A Defesa Civil do Paraná está reforçando, nesta terça-feira (15), as ações de atendimento às famílias prejudicadas pelas cheias do Rio IGUAÇU em União da Vitória, localizada no Sul do estado. A mobilização inclui equipes nos abrigos, distribuição de cestas básicas, avaliação das áreas afetadas e apoio técnico ao município para a elaboração de laudos sobre os danos. A maior parte das operações de remoção de moradores e seus pertences foi realizada de forma preventiva, antes do pico da inundação, em colaboração com o Corpo de Bombeiros Militar do Paraná (CBMPR) e a prefeitura local.
A estrutura de apoio continua a receber reforços. Antes da cheia, a Defesa Civil enviou 600 cestas básicas e 250 colchões, que já foram distribuídos nos abrigos. Além disso, a previsão é que entre esta terça-feira (15) e quarta-feira (16) cheguem mais 250 colchões, 360 kits de limpeza e 100 kits de higiene.
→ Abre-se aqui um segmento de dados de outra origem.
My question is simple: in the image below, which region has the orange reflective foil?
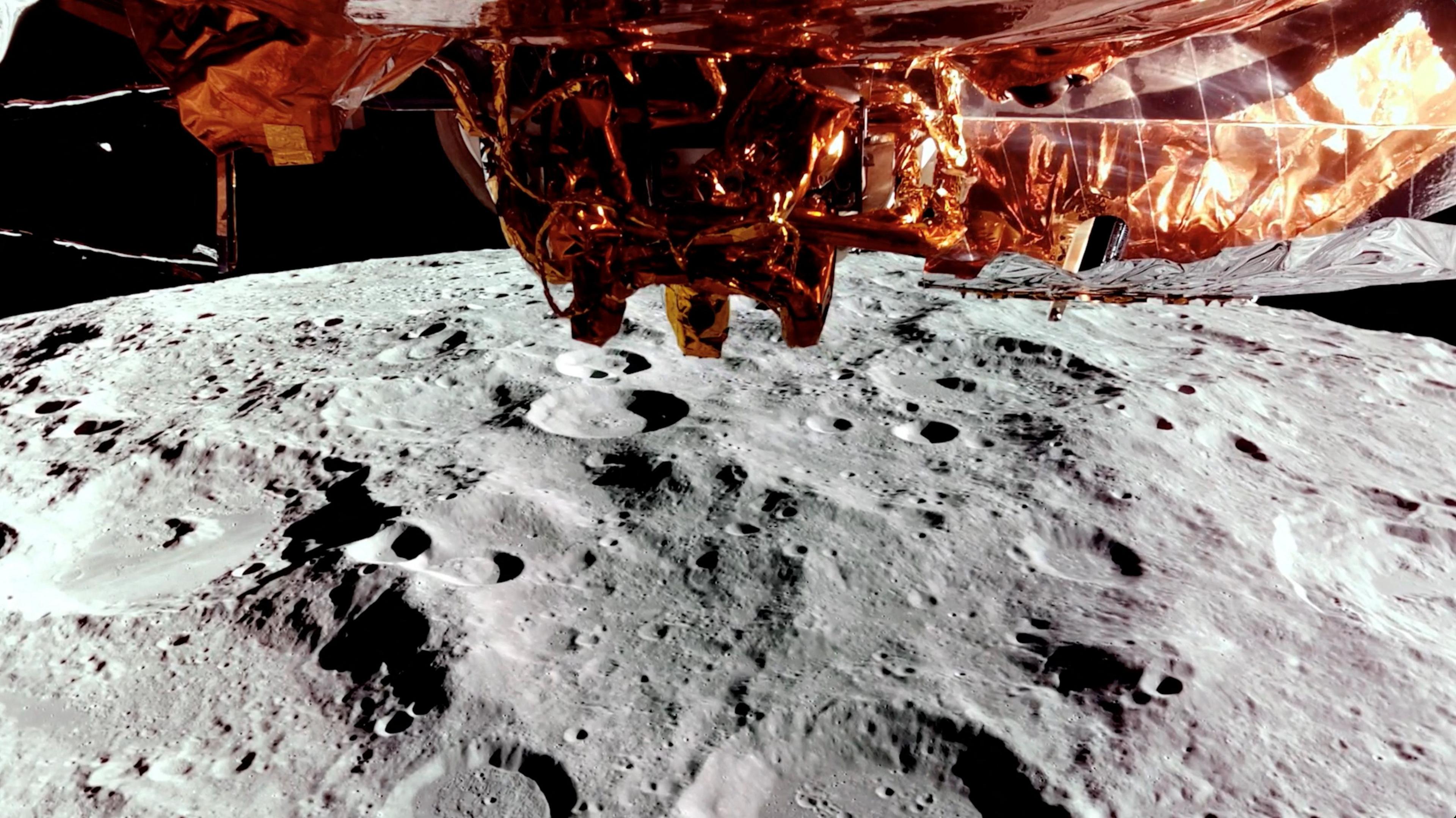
[110,0,1456,355]
[965,3,1456,262]
[127,0,449,165]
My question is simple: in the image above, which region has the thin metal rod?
[217,151,237,275]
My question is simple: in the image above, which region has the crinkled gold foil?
[91,0,1456,355]
[127,0,450,165]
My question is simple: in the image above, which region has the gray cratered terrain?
[0,234,1456,818]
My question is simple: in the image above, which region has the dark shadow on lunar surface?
[319,584,450,713]
[628,390,687,432]
[282,466,400,563]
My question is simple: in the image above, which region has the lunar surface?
[0,240,1456,818]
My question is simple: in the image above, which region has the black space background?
[0,0,1456,343]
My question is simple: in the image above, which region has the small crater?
[162,518,196,549]
[440,329,469,354]
[389,525,430,559]
[556,346,652,380]
[494,552,526,582]
[35,400,80,415]
[76,421,121,435]
[1233,437,1269,463]
[16,324,100,364]
[935,377,976,392]
[1042,643,1142,696]
[804,415,855,435]
[628,390,687,432]
[894,421,961,444]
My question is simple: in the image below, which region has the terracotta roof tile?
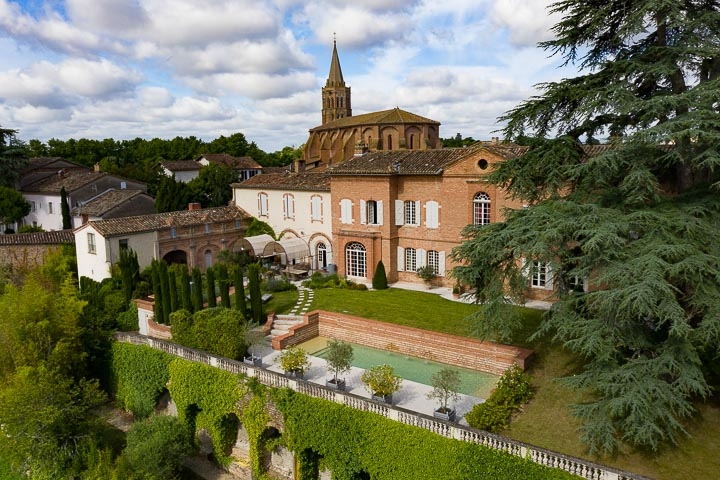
[197,153,262,169]
[232,171,330,192]
[73,188,152,217]
[310,107,440,132]
[0,230,75,245]
[76,206,250,237]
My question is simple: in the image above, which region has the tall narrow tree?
[454,0,720,452]
[60,187,72,230]
[205,267,217,308]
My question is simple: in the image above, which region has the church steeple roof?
[325,39,345,87]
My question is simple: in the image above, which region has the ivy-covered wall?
[111,343,578,480]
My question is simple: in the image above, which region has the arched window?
[345,242,367,278]
[473,192,490,225]
[315,242,327,270]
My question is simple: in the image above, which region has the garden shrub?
[465,365,532,433]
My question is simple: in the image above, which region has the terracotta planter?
[325,378,345,390]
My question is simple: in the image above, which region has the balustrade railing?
[115,332,650,480]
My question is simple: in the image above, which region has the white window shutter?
[360,200,367,225]
[425,200,438,228]
[417,248,427,268]
[395,200,405,225]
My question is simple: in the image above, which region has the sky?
[0,0,574,152]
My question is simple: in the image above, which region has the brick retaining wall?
[273,310,533,375]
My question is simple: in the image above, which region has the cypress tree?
[191,267,203,312]
[233,265,247,318]
[216,263,230,308]
[168,268,180,313]
[158,260,170,325]
[373,260,387,290]
[179,265,193,313]
[205,267,217,308]
[248,262,262,325]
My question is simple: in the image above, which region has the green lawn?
[294,288,720,480]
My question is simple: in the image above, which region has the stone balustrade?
[115,332,649,480]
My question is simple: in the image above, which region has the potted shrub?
[243,325,268,367]
[416,265,437,288]
[426,367,460,422]
[360,364,402,403]
[325,340,353,390]
[280,346,310,378]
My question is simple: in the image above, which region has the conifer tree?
[205,267,217,308]
[453,0,720,453]
[233,265,247,318]
[248,262,262,325]
[216,263,230,308]
[191,267,203,312]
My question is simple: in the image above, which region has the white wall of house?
[233,188,336,269]
[23,193,62,231]
[75,223,157,282]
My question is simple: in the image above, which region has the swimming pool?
[300,337,499,398]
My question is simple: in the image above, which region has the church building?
[295,42,442,172]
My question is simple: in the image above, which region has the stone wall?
[273,310,533,375]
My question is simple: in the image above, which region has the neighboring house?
[0,230,75,270]
[73,204,251,282]
[21,169,147,231]
[71,188,155,227]
[295,42,442,172]
[160,160,202,183]
[232,173,335,270]
[195,153,263,181]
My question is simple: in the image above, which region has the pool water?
[300,337,499,398]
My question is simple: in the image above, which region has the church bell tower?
[322,38,352,125]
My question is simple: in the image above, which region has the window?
[340,198,352,224]
[258,192,268,217]
[529,260,553,290]
[425,200,440,228]
[310,195,322,222]
[316,242,327,270]
[360,200,383,225]
[88,232,96,254]
[405,248,417,272]
[427,250,438,275]
[345,242,367,278]
[403,200,420,225]
[283,193,295,218]
[473,192,490,225]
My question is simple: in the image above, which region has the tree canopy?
[453,0,720,453]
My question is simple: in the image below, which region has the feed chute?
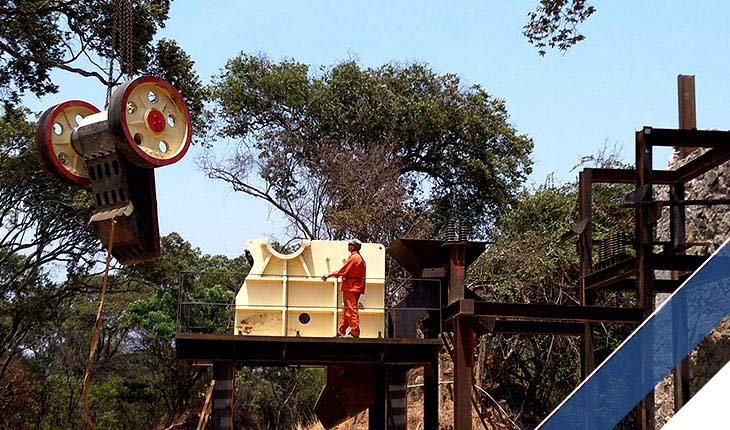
[36,76,192,264]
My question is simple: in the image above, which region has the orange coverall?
[329,251,365,337]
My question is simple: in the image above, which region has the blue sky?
[28,0,730,257]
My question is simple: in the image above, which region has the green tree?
[469,155,634,427]
[205,54,532,240]
[0,105,99,381]
[522,0,596,55]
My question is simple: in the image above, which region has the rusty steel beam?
[211,361,235,430]
[385,366,408,430]
[175,333,442,366]
[423,356,439,430]
[669,75,692,412]
[637,126,730,148]
[674,148,730,183]
[583,168,677,185]
[634,128,656,430]
[368,366,386,430]
[578,170,596,379]
[492,320,584,336]
[454,316,475,430]
[589,276,686,293]
[444,302,643,323]
[650,254,707,272]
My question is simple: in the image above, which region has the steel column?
[385,366,408,430]
[578,169,596,379]
[669,75,692,412]
[634,130,655,430]
[423,355,439,430]
[368,366,386,430]
[454,315,474,430]
[211,361,234,430]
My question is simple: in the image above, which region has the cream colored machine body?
[234,238,385,338]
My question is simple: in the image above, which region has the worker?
[322,239,365,337]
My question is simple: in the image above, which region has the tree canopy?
[205,54,532,240]
[522,0,596,55]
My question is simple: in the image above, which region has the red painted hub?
[147,109,165,133]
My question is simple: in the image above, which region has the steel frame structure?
[176,75,730,430]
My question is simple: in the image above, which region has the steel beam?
[444,302,643,323]
[583,168,677,185]
[638,126,730,148]
[674,148,730,183]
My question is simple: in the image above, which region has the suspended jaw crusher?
[234,238,385,338]
[36,76,192,264]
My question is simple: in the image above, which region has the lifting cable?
[81,218,117,430]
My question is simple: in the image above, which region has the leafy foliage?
[0,108,98,381]
[469,154,633,427]
[522,0,596,55]
[205,54,532,240]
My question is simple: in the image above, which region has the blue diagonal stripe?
[537,241,730,430]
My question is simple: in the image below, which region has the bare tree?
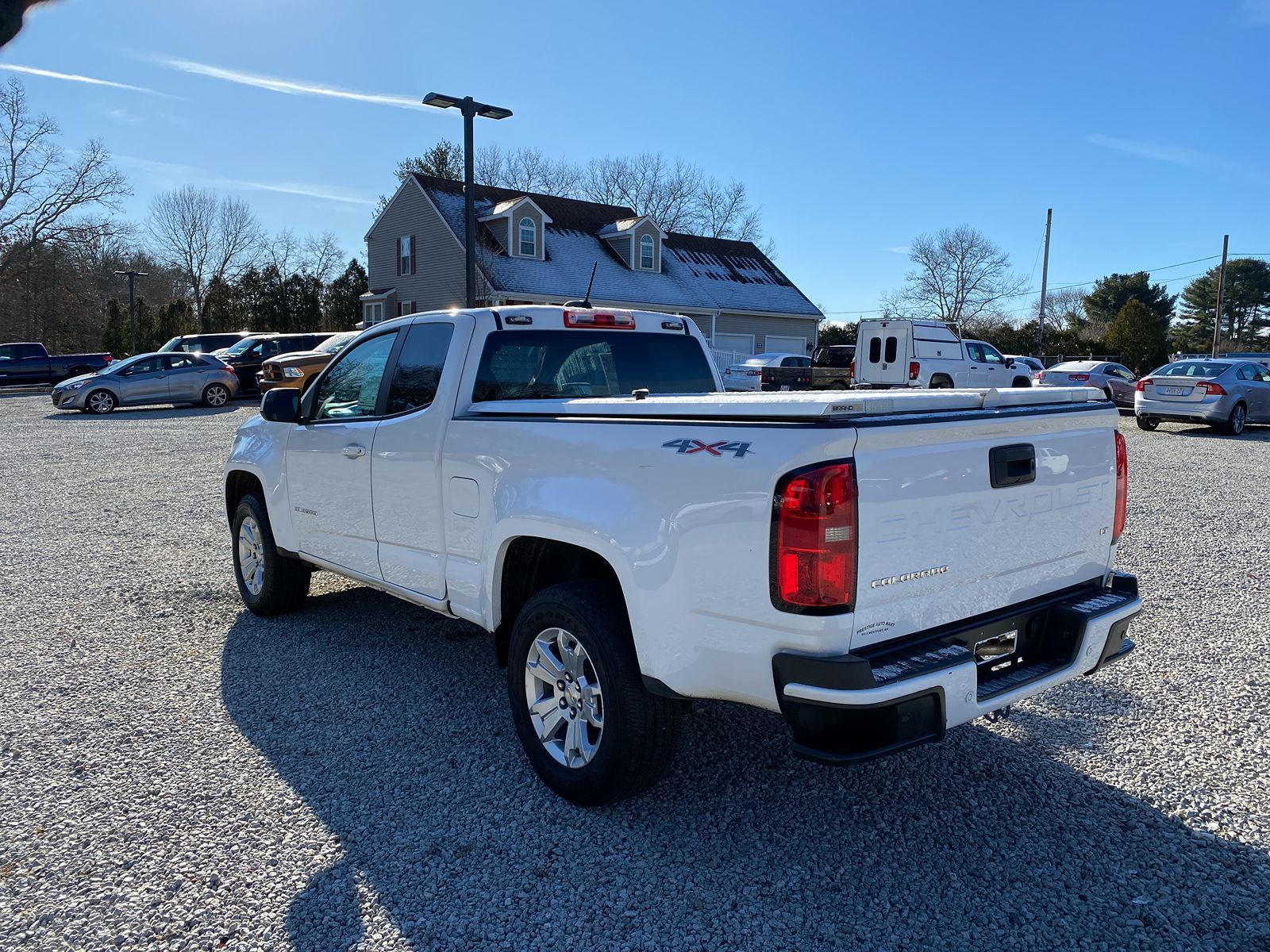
[881,225,1027,324]
[148,186,264,313]
[300,231,345,284]
[0,79,131,286]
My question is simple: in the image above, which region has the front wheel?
[1222,404,1249,436]
[203,383,230,406]
[84,390,118,416]
[506,582,679,806]
[233,493,313,614]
A operação de salvamento permanece ativa, com cerca de 30 bombeiros envolvidos nas ações, que contam com viaturas e embarcações, incluindo equipamentos motorizados e motos aquáticas. O Instituto Água e Terra (IAT) disponibilizou à Defesa Civil Estadual e municipal seis embarcações e cinco veículos 4×4 para auxiliar no atendimento.
O suporte do Estado também envolve o monitoramento das áreas afetadas e assistência técnica ao município para a elaboração de laudos que documentem os danos. Esse trabalho é fundamental para que União da Vitória possa acessar recursos estaduais e federais destinados à recuperação das áreas impactadas.
A Defesa Civil Estadual está orientando os gestores dos abrigos a agilizar o encaminhamento das solicitações das famílias afetadas. A retirada dos moradores ocorreu antes que a água invadisse as residências. Desde quarta-feira (9), equipes do Estado, do Corpo de Bombeiros e do município utilizaram 20 caminhões para transportar móveis e pertences das residências alagadas.
Além disso, a Defesa Civil também é responsável pelo resgate e transporte de Animais Silvestres ao Centro de Triagem de Animais Silvestres (Cetras) da Unicentro. A estrutura de abrigo temporário para esses animais está sendo organizada no Galpão 1 do Terminal de Calcário, com áreas destinadas à quarentena, alojamento de cães, gatil, isolamento e atendimento veterinário.
No que diz respeito ao NÍVEL do Rio IGUAÇU, a situação ainda é preocupante, uma vez que o rio permanece acima do NÍVEL de alarme de 5,5 metros. O pico registrado foi de 6,275 metros, às 17h de segunda-feira (14). Até as 13h desta terça-feira (15), o NÍVEL havia baixado 2,5 centímetros, alcançando 6,25 metros. De acordo com o capitão Edimar Souza Penteado, chefe do 10º Núcleo de Atuação Regional da Defesa Civil do Paraná, o cenário atual indica uma estabilização do NÍVEL do rio, com uma lenta tendência de redução. O capitão ressalta que a situação ideal para o retorno das pessoas às suas casas é quando o NÍVEL do rio atingir cinco metros, mas essa condição depende da previsão de chuvas nos dias seguintes. Enquanto o NÍVEL estiver acima de cinco metros e houver possibilidade de mais precipitações, o retorno dos moradores não é recomendado.